Day 3: Starts at the 2-foot mark, goes up to the 6-foot mark and slides down to the 3-foot mark.


Day 26: Starts at the 25-foot mark, goes up to the 28-foot mark and slides down to the 26-foot mark.

Day 27: Starts at the 26-foot mark, goes up to the 29-foot mark and slides down to the 27-foot mark.

Day 28: Starts at the 27-foot mark, goes up 3 feet, reaches the top, and goes out, precluding its slippage back down. So, the snail gets to the top on the 28th day.. 

6. There are various possibilities for three numbers standing for the children’s three ages, which, when multiplied together, must give 36. But only 9, 2, 2, and 6, 6, 1 add up to the same sum, which is  the number of the gate: 9 × 2 × 2 = 36 and 6 × 6 × 1 = 36; and 9 + 2 + 2 = 13 and 6 + 6 + 1 = 13. No other triplet of numbers will satisfy these two conditions; that is, there is no other set of three numbers that will produce a product of 36 and the sum of 13. When the resident stated that her “oldest” child had the measles, the census taker realized that the triplet that allowed for one, and only one, oldest child was 9, 2, 2. Therefore, the ages of the children are 9, 2, and 2. In 6, 6, 1 there are two, not one, “older” children.
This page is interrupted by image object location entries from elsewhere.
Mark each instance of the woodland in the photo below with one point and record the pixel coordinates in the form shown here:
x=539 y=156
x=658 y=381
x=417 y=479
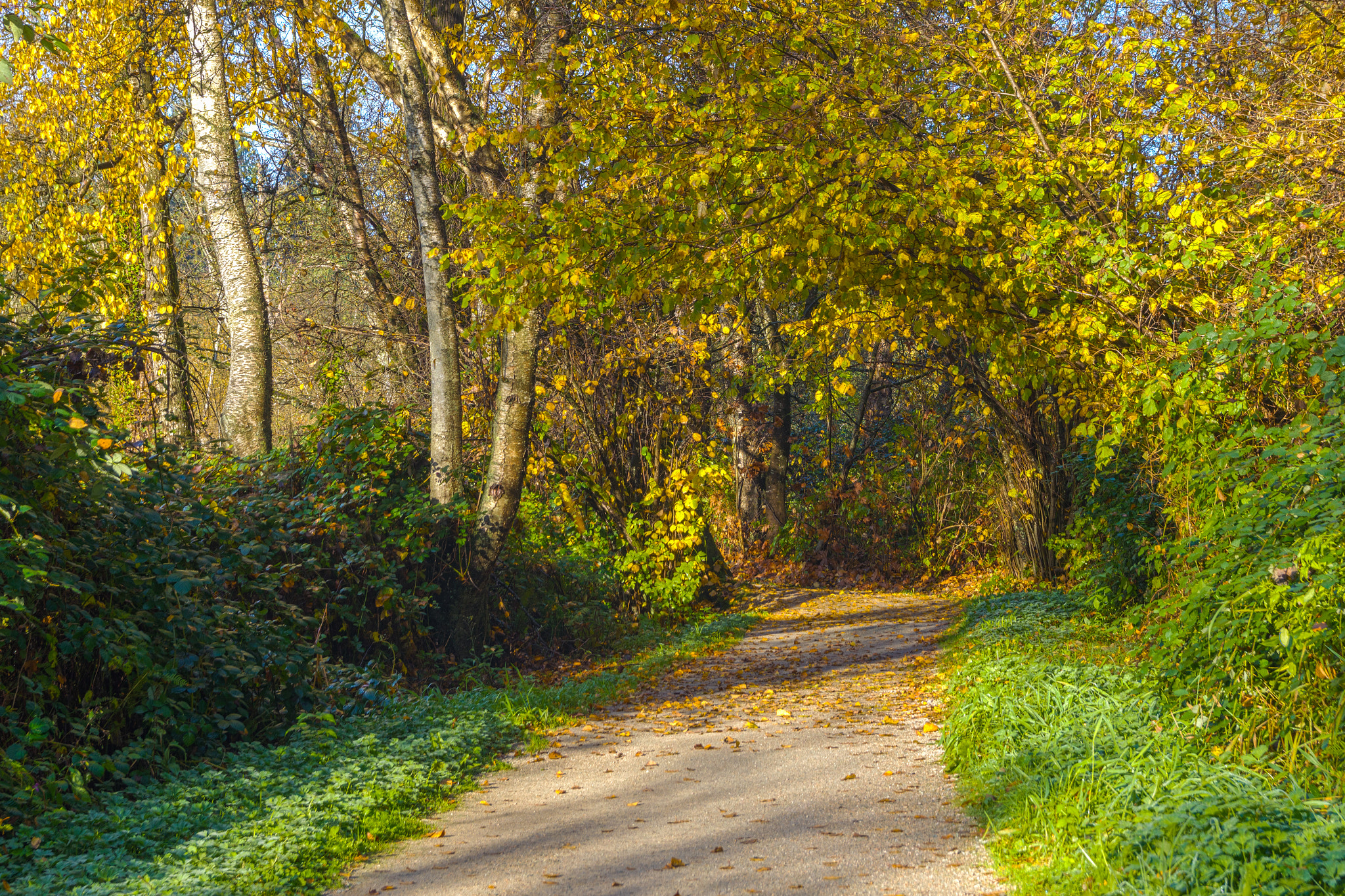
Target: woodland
x=355 y=347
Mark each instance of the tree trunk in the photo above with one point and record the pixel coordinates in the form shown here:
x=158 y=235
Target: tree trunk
x=514 y=399
x=246 y=414
x=445 y=382
x=775 y=488
x=355 y=219
x=743 y=430
x=171 y=373
x=1036 y=440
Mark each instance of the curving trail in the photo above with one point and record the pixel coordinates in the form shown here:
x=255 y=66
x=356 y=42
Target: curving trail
x=795 y=762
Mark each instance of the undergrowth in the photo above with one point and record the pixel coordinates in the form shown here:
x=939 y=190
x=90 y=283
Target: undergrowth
x=284 y=820
x=1091 y=779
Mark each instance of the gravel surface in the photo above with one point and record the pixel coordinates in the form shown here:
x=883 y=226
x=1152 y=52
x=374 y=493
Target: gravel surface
x=802 y=761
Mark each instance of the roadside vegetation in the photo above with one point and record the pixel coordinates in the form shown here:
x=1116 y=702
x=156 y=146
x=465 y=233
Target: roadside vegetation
x=414 y=358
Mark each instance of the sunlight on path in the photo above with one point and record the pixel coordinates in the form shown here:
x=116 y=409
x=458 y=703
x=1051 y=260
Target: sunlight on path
x=802 y=761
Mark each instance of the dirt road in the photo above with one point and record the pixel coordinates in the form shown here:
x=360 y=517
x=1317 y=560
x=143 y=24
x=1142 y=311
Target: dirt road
x=802 y=761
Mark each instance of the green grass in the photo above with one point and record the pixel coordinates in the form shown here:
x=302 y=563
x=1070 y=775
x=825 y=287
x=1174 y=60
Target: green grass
x=288 y=819
x=1090 y=781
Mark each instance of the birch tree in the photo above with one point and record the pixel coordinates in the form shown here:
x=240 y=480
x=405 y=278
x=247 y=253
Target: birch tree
x=248 y=402
x=445 y=417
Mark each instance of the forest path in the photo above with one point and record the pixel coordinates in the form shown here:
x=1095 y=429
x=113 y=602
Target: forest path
x=795 y=762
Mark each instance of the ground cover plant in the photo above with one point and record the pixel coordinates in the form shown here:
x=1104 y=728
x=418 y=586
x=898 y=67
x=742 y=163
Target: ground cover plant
x=287 y=817
x=1091 y=778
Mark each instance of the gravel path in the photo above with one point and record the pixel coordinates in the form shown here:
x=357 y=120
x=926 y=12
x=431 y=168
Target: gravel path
x=802 y=761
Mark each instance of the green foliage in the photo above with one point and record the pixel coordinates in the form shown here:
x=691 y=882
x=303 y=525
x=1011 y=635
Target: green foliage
x=136 y=626
x=1111 y=547
x=267 y=820
x=1254 y=444
x=1095 y=781
x=346 y=516
x=154 y=614
x=286 y=819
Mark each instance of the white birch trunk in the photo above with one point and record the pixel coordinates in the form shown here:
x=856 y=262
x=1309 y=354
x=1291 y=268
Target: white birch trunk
x=445 y=385
x=248 y=402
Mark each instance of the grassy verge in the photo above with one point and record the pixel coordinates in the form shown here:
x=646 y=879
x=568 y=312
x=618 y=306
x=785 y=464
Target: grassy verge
x=1090 y=781
x=288 y=819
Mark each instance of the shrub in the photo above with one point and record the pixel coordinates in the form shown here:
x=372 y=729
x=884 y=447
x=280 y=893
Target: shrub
x=1093 y=779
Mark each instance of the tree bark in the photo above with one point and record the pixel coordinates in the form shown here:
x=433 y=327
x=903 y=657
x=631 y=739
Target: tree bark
x=354 y=215
x=170 y=370
x=748 y=471
x=775 y=488
x=516 y=396
x=248 y=402
x=445 y=379
x=1034 y=442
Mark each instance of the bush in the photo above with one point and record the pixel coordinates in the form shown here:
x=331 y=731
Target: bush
x=1111 y=548
x=1094 y=781
x=154 y=613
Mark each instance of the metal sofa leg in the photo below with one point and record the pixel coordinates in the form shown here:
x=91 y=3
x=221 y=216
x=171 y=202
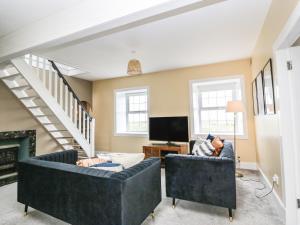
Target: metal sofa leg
x=152 y=215
x=26 y=210
x=230 y=215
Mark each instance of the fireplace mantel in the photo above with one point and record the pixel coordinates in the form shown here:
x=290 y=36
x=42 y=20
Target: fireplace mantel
x=14 y=135
x=15 y=146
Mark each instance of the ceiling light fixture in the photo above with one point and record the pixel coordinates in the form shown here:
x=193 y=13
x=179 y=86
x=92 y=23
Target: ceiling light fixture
x=134 y=66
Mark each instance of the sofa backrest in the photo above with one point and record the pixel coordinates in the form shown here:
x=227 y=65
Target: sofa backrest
x=226 y=152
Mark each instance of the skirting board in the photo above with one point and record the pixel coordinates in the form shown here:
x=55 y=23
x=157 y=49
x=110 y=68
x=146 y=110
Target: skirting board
x=281 y=207
x=247 y=166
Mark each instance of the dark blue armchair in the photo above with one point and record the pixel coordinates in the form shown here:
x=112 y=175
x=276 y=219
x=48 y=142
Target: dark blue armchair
x=209 y=180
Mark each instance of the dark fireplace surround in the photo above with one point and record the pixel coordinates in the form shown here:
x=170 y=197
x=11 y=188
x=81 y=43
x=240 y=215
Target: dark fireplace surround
x=15 y=146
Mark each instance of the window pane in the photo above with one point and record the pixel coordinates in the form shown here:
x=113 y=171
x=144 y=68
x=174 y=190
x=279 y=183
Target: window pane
x=209 y=114
x=131 y=111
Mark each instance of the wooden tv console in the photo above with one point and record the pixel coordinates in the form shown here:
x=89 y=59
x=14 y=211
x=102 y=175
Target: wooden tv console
x=162 y=150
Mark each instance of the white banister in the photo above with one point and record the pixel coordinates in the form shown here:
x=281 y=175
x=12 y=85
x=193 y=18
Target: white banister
x=80 y=118
x=51 y=86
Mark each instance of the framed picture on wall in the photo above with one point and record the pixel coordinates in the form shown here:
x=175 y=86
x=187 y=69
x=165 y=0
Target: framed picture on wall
x=268 y=84
x=255 y=100
x=260 y=93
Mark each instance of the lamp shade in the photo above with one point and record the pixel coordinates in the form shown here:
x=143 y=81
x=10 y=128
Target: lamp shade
x=235 y=106
x=134 y=67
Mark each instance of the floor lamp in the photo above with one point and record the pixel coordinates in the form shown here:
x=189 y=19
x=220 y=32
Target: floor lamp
x=235 y=107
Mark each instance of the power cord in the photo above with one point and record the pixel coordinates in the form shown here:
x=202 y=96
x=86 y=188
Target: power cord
x=259 y=189
x=265 y=195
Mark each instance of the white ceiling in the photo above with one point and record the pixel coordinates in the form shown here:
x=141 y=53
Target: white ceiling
x=221 y=32
x=14 y=14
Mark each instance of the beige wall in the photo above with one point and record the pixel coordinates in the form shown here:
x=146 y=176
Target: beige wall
x=169 y=96
x=267 y=127
x=82 y=88
x=14 y=116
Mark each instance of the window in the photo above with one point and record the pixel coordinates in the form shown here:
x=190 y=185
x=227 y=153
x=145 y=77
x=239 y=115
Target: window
x=131 y=111
x=209 y=100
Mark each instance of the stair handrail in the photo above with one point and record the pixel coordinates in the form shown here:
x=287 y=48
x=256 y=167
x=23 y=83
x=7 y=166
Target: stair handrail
x=69 y=88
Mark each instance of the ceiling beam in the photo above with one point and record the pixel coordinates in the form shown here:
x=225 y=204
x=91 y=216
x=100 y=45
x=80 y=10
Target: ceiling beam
x=89 y=20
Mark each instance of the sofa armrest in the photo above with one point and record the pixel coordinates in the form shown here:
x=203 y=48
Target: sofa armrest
x=73 y=194
x=203 y=179
x=68 y=156
x=141 y=185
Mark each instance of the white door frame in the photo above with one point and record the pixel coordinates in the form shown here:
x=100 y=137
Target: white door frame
x=287 y=37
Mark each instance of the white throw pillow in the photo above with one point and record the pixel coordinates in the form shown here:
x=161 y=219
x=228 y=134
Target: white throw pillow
x=125 y=159
x=196 y=147
x=116 y=169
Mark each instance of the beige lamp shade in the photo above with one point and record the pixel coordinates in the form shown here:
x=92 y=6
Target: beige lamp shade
x=134 y=67
x=235 y=106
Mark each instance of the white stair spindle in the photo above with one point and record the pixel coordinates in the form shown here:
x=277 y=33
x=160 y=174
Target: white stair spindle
x=71 y=105
x=88 y=128
x=61 y=88
x=66 y=99
x=92 y=138
x=80 y=118
x=50 y=81
x=55 y=85
x=83 y=124
x=76 y=112
x=30 y=59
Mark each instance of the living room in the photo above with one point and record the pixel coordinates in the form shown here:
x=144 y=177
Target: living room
x=111 y=84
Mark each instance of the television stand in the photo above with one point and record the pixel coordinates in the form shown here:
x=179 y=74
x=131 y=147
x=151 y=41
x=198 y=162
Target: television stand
x=161 y=150
x=166 y=144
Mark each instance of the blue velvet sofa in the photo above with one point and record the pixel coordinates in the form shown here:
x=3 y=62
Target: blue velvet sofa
x=54 y=185
x=209 y=180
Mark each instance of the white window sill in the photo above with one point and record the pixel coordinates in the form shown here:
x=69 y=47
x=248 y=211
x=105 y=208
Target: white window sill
x=131 y=134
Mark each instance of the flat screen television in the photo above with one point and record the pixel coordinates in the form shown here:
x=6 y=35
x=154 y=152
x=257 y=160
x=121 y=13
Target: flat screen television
x=169 y=129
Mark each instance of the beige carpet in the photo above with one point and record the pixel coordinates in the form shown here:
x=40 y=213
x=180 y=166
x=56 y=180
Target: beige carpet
x=251 y=211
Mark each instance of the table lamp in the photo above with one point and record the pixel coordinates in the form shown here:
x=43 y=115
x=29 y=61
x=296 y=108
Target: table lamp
x=235 y=107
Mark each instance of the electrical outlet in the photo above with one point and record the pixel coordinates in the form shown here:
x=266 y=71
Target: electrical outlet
x=275 y=179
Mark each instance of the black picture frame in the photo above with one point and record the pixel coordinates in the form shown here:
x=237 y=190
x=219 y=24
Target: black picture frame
x=268 y=86
x=260 y=94
x=255 y=99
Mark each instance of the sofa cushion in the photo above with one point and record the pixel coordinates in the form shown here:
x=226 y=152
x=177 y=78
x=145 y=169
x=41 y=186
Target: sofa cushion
x=218 y=144
x=127 y=160
x=203 y=147
x=114 y=167
x=89 y=162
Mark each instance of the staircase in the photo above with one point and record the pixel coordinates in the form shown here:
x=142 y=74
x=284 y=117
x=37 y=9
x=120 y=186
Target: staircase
x=40 y=86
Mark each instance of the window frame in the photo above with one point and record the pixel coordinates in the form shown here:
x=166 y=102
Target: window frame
x=244 y=99
x=134 y=134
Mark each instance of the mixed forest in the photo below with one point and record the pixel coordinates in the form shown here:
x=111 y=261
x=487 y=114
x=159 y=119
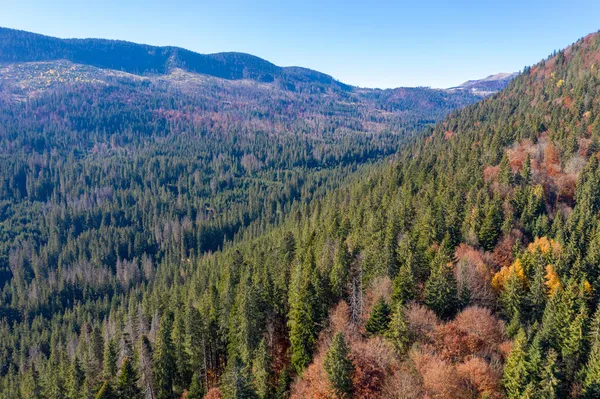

7. By letting Diophantus’ age be x, the following equation translates the statement into appropriate algebraic language: x/6 + x/7 + x/12 + 5 + x/2 + 4 = x. Solving for x we get 84.

8. It is easy to get duped by this puzzle. The only possible answer is: 23 x 1 = 23. 

9. A decimal point will do the trick: 5.7

10. This is a puzzle based on the exponential number 2n.

2 parents

4 grandparents

8 great-grandparents

16 great-great-grandparents

32 great-great-great-grandparents

2 + 4 + 8 + 16 + 32 = 62 photos in all.